Ce petit crustacé, également appelé Euphausia superba, constitue la base de la chaîne alimentaire de l’océan Austral autour de l’Antarctique.
Le krill représente la principale source d’alimentation de la majorité des mammifères et oiseaux vivant en Antarctique. De nombreuses espèces migratrices, telles que les baleines, traversent même chaque année l’océan jusqu’en péninsule Antarctique afin de se nourrir de ces populations de krill, qui leur fourniront assez d’énergie pour assurer leur reproduction dans les eaux tropicales où elles mettent bas. Le krill, de par sa biomasse phénoménale, représente également un maillon central dans le captage du carbone atmosphérique par les écosystèmes polaires. En se nourrissant de phytoplancton puis en coulant au fond de l’océan, il participe à la séquestration à long terme du carbone qui contribuerait autrement au réchauffement climatique.
Aujourd’hui, les populations de krill subissent de multiples changements environnementaux, qui commencent tout juste à être étudiés et compris. Ces changements, liés en grande partie au réchauffement climatique et à l’augmentation des populations de baleines, sont accentués par une pression grandissante de la pêche industrielle. En effet, au cours des dix dernières années, les captures de krill par les chalutiers industriels n’ont cessé d’augmenter et de se concentrer de plus en plus dans des zones de haute importance écologique. Ces pêches viennent concurrencer les besoins alimentaires des baleines, phoques et manchots.
Le krill, prisé pour ses huiles et ses protéines, est principalement pêché pour nourrir le saumon d’élevage en Norvège, fabriquer des compléments alimentaires tels que les oméga-3, ou encore produire de la nourriture pour chien. Cette industrie, qui profite aujourd’hui à une poignée d’industriels et aux consommateurs les plus aisés, exerce une pression de plus en plus forte sur l’une des dernières régions préservées de notre planète.
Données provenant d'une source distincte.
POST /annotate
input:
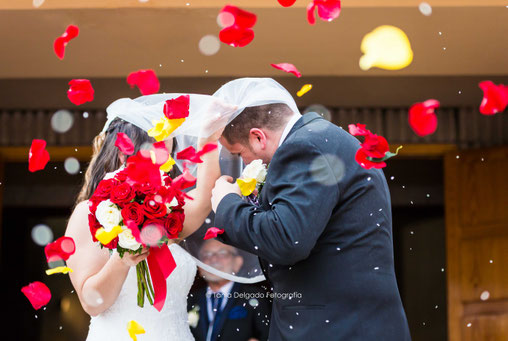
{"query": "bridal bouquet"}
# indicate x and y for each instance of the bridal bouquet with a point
(140, 206)
(252, 180)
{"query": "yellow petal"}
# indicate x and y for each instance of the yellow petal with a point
(168, 165)
(387, 47)
(134, 328)
(59, 269)
(247, 186)
(106, 237)
(160, 130)
(306, 88)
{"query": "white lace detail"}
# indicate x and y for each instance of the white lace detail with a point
(170, 324)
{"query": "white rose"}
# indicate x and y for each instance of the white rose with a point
(127, 240)
(255, 170)
(108, 215)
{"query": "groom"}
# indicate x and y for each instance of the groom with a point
(323, 229)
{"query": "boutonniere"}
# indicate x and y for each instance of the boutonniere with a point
(252, 180)
(193, 317)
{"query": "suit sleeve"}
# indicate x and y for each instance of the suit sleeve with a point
(302, 191)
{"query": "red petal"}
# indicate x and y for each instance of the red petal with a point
(38, 157)
(495, 98)
(70, 33)
(243, 19)
(287, 67)
(311, 18)
(361, 158)
(60, 249)
(213, 232)
(422, 117)
(124, 143)
(236, 37)
(358, 130)
(80, 91)
(177, 108)
(37, 293)
(328, 9)
(287, 3)
(145, 80)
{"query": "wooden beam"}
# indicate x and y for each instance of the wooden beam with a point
(111, 4)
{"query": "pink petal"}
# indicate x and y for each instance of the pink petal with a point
(495, 98)
(145, 80)
(287, 3)
(124, 143)
(37, 293)
(38, 156)
(422, 117)
(287, 67)
(213, 232)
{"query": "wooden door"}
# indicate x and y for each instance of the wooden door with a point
(476, 199)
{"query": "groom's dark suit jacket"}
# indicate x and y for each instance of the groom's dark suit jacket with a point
(324, 230)
(240, 320)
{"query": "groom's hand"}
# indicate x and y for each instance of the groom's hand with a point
(223, 186)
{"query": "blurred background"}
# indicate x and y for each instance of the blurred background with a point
(449, 189)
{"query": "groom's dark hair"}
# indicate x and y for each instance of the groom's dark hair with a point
(269, 116)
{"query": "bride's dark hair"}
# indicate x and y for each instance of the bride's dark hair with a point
(105, 154)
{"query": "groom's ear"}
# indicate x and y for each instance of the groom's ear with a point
(257, 138)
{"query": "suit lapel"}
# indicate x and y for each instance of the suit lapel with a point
(224, 314)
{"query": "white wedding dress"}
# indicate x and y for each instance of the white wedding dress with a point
(170, 324)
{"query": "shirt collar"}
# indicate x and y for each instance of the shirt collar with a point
(289, 125)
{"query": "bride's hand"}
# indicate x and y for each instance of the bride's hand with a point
(133, 260)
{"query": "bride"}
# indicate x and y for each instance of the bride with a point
(106, 284)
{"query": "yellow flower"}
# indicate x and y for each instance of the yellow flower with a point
(168, 165)
(134, 328)
(106, 237)
(247, 186)
(60, 269)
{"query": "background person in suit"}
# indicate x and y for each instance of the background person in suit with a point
(225, 310)
(323, 227)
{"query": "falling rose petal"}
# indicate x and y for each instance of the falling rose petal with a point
(145, 80)
(60, 249)
(306, 88)
(287, 3)
(236, 37)
(386, 47)
(37, 293)
(328, 10)
(134, 329)
(213, 232)
(495, 98)
(124, 143)
(238, 34)
(80, 91)
(422, 117)
(287, 67)
(59, 270)
(38, 156)
(247, 186)
(177, 108)
(61, 42)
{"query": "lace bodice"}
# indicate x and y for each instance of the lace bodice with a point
(170, 324)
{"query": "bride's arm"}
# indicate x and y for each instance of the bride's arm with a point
(208, 172)
(97, 277)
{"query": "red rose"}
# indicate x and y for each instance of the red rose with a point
(133, 212)
(105, 187)
(173, 224)
(122, 194)
(154, 209)
(375, 146)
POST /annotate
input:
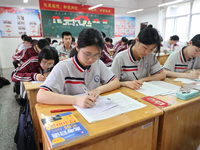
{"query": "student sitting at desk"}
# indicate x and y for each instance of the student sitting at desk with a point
(71, 76)
(185, 62)
(133, 66)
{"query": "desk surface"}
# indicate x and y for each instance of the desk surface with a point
(108, 127)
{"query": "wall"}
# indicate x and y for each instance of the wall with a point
(8, 45)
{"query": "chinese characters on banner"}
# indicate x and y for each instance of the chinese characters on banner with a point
(15, 21)
(124, 26)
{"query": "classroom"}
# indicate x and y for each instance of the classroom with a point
(137, 59)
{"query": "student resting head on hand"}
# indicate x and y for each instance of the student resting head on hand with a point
(70, 76)
(138, 64)
(185, 62)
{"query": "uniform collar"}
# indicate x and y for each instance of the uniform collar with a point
(130, 54)
(182, 57)
(80, 67)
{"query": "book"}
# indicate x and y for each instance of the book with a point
(63, 128)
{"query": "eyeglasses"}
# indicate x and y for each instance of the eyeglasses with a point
(89, 55)
(48, 65)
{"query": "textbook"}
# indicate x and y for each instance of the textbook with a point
(63, 128)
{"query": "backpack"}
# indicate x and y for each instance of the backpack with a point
(24, 136)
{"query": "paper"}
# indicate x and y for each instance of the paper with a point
(158, 88)
(101, 104)
(124, 104)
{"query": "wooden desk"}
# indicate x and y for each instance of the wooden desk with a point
(31, 90)
(137, 130)
(179, 126)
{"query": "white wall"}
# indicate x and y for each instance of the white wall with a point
(150, 14)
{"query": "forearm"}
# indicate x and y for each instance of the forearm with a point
(110, 86)
(48, 97)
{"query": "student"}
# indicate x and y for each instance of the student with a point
(65, 49)
(133, 66)
(69, 76)
(36, 68)
(171, 44)
(120, 46)
(185, 62)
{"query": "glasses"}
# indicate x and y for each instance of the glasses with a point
(89, 55)
(46, 64)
La création de l’Aire Marine Protégée Domain 1, que nous encourageons, permettrait d’instaurer une régulation spatialisée en péninsule Antarctique, qui contrôlerait le volume mais aussi la répartition des activités de pêche du krill. Ces régulations permettraient de garantir une distribution équilibrée des pressions liées à la pêche du krill à travers les saisons et les habitats, et contribueraient à minimiser les impacts de cette industrie sur les espèces qui dépendent du krill pour leur survie.